2. Supply between distinct persons: A company's Delhi branch sending goods to its Mumbai branch for sale = deemed supply (taxable under IGST). This was a revolutionary change from the pre-GST era where stock transfers were not taxable under VAT in most states.
3. Supply by principal to agent or vice versa: Principal sending goods to agent (who can sell on principal's behalf) = deemed supply. The valuation is at open market value or 90% of the price charged by the agent, whichever is applicable.
4. Import of services from related person or establishment outside India: If your US parent company provides management services to the Indian subsidiary without charging — it is STILL a deemed supply, and the Indian subsidiary must pay GST under reverse charge on the value of the service.

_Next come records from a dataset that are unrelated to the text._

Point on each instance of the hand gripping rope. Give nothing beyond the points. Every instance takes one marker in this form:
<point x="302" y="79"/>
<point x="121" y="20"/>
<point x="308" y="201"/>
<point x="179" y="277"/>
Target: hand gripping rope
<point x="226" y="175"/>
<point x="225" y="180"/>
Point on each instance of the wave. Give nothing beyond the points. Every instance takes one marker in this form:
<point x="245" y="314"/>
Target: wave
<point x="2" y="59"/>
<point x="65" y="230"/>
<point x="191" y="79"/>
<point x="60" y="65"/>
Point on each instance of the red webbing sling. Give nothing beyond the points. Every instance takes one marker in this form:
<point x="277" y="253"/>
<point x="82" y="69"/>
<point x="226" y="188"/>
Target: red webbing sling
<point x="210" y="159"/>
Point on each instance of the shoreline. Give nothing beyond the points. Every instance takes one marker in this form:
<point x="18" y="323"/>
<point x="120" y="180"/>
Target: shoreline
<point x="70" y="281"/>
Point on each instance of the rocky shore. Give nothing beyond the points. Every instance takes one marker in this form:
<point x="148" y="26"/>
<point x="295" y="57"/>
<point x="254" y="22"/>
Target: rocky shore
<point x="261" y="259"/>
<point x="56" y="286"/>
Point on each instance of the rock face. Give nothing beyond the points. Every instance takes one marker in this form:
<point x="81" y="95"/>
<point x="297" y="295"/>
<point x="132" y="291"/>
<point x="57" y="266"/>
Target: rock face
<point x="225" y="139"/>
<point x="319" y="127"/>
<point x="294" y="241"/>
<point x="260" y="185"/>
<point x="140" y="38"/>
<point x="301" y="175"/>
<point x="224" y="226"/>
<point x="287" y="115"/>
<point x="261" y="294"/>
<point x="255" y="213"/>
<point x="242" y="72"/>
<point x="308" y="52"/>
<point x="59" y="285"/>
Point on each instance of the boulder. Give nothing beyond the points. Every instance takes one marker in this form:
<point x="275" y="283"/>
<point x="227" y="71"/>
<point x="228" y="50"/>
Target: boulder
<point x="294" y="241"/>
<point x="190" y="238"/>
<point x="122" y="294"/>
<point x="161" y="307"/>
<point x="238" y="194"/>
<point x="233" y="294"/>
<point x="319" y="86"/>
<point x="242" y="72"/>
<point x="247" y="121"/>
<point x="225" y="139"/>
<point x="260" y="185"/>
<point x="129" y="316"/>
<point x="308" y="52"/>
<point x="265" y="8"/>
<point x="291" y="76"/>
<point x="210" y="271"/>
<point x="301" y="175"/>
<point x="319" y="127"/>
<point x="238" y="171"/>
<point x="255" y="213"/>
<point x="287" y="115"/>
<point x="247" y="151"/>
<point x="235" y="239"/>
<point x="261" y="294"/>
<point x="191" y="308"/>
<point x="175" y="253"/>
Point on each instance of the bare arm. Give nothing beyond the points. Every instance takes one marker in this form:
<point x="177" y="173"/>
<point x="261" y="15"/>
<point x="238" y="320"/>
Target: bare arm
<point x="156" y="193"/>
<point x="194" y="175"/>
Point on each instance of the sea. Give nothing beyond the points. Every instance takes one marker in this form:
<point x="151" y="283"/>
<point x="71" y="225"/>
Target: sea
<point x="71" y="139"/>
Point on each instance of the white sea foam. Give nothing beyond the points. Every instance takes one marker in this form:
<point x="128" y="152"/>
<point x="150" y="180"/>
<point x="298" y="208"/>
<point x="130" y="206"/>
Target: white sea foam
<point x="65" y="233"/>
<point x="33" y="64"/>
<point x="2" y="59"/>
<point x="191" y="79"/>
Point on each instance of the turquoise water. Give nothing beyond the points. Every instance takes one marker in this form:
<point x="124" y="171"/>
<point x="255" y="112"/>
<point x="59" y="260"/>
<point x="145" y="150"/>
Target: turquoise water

Schedule II — Classification as Goods or Services
Where the nature of a transaction is ambiguous, Schedule II classifies it:
Transfer of title in goods: supply of goods. Transfer of right to use goods (without title): supply of services. Lease/renting of immovable property: supply of services. Works contract: supply of services (this was a major change — under VAT, works contract was split into goods and services; under GST, it is entirely services at 12%/18%). Restaurant/catering: supply of services (not goods, even though food is physically transferred). Software — temporary transfer: services. Software — permanent transfer: goods.
Schedule III — Transactions That Are Neither Supply of Goods Nor Services
These are completely OUTSIDE GST — no tax, no registration, no return:
1. Services by employee to employer (within employment): Salary is not supply. But director sitting fees paid to a non-executive director IS supply (deemed to be services under RCM).
2. Services by court or tribunal: Court fees, arbitration fees ordered by tribunal — not supply.
3. Functions of MP, MLA, Panchayat members: Salary/allowances — not supply.
4. Funeral, burial, crematorium services: Not supply.
5. Sale of land: Not supply (land is not goods — it is immovable property). But sale of under-construction flat IS supply (it is works contract — supply of services).
6. Sale of completed building: Not supply (after obtaining completion certificate/occupation certificate). Before completion certificate: supply of services at 5%/1% (affordable housing).
7. Actionable claims (other than lottery, betting, gambling): Not supply. Assignment of receivables, debt trading — not subject to GST.
Real-World Disputes on "Supply"
Case 1 — Employee perquisites: Company provides gym membership to employees. Is it supply? No — services by employer to employee in relation to employment are not supply (Schedule III). But if the gym charges the employee directly (even partially), the employee-paid portion may not be consideration for supply from employer.
Case 2 — Corporate guarantees: Parent company gives guarantee for subsidiary's loan without charging. Is it supply? Yes — import of services from related person without consideration = deemed supply under Schedule I. GST payable under RCM on 1% of the guarantee amount per annum (as per Notification 02/2023).
Case 3 — Liquidated damages: Contractor pays liquidated damages for delay. Is it supply? Contentious. Some AARs say yes (it is "toleration of an act" = supply of services). CBIC Circular 178/2022 clarified that compensation for breach is NOT supply — but many disputes continue in the absence of clear amendment.